Still, for Australia, there may be a problem with the language. And a geotrail – while Standley Chasm is one – remains a term not much heard, especially in the Red Centre.
“It’s a terminology that doesn’t resonate here,” says Stephen Jarrett, at the time the Membership and Marketing Manager of peak regional tourism industry body Tourism Central Australia (TCA). “We just think of it as tourism generally.”
Though TCA has developed its own geology webpage and says a ‘geotourism page’ would be easy enough to create, Stephen is not alone in a wariness of geotourism. Several local guides and a tourism academic I spoke with were also unaware of or had only a vague notion about geotourism.
“Australia is falling behind in this,” says Anett, who is also Geotourism Subcommittee Representative for the Geological Society of Australia. “About 10 years ago it started to be put forward in Australia.
“It started earlier in Europe; it has geoparks and geotrails and walking and driving experiences. But here we are a bit slow to catch up.”
Angus, who is also on the board of TCA, in 2011 promoted the geotrail called the Red Centre Way, a driving circuit from Alice Springs to Uluru via the Mereenie Loop Road (still partly 4WD only) and embracing Kata Tjuta national park, Kings Canyon, the West MacDonnell Ranges and highlights of Alice Springs.
But TCA is hesitant.
“It certainly could be referred to as a geotrail,” says Stephen. “But we don’t tell people that.
“We’re not saying Uluru is connected to Standley Chasm, we’re just saying: “look, it’s all beautiful. It’s all about place.
“But we’re not saying they’re connected (geologically).”
Beyond the Centre, however, the fledgling movement has more momentum, says Anett.
“In other parts of Australia where Geotourism has been a thing for at least a decade, there is more progress.
“The Blue Mountains near Sydney, national parks in South Australia where you get cave geology; they have maps, and local and regional geotourism projects.
“And tourism is more than geology,” Anett says; “it is ABC: A for abiotic, the geology; B is the biology; and C the culture.
“[In geotourism] all of that comes together, history, local knowledge, and how it connects to what you’re seeing in the landscape.”
A signature walk
If TCA’s response appears lukewarm, Parks Australia is excited by comparison.
An Uluru-Kata Tjuta Signature Walk due to open in 2025, is a four-day luxury walk of Uluru National Park sleeping up to 14 guests in high quality ‘off-grid’ tented accommodation in three locations.
Planned with Traditional Owners, the walk is promoted by the Australian Walking Company, who proposed the idea in 2021 after the climb closure two years prior.

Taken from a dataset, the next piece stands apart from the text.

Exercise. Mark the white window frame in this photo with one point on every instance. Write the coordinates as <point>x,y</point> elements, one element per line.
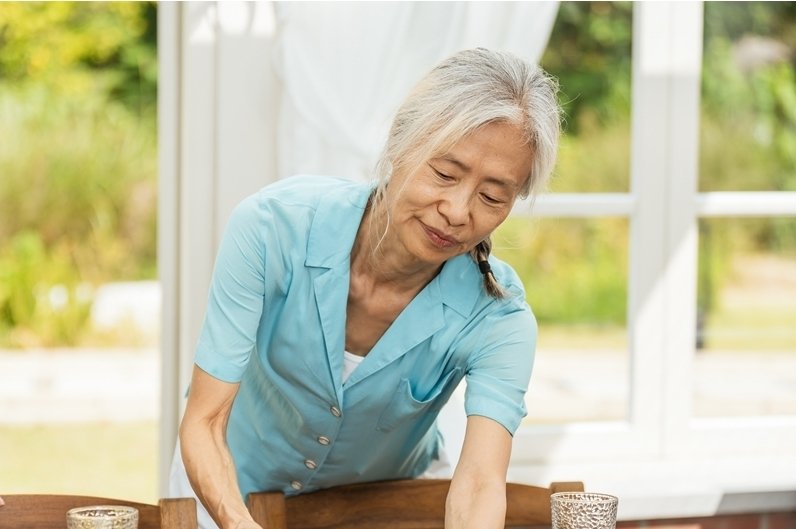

Parks Australia’s Visitor & Tourism Services Manager for Uluru National Park, Steven Baldwin, thinks of the walk as a geotrail.
He says a broader narrative of regional geology to connect sites across the Amadeus Basin is something he says, “has absolute merit”.
From a marketing point of view, Steven says, landscape is “integral to most of what we do. And what Central Australia Tourism, NT and Tourism Australia do”.
But to leverage geotourism for a marketing advantage with international tourists, Steven warns to be careful.
“It would need to be done in an accredited way… controlled, not just: ‘Hey, let’s just call it a geopark’. There’s got to be some form of policing to ensure probity.”
Return to Angkerle Atwatye
Back at Standley Chasm, response to the geotrail brochure is positive, says Nova, based on what she’s hearing.
She sees the geotrail as a natural progression for the Chasm, part of studying the West MacDonnells more broadly.
Meanwhile, she plans to update the Chasm’s interpretive signage, some of which is “either dated or not done”, in a move to “match what the brochure says to the way Anett and her crew have done it… because they’re specialised in it”.
“I thought (the geotrail brochure) would be a great thing for us to be able to explain it under that umbrella,” Nova says. “Because people are interested, they do want to know how it’s formed.
“I thought it would be good learning for my guides to know that side of [it], as well as the Dreamtime and our way of Creation.”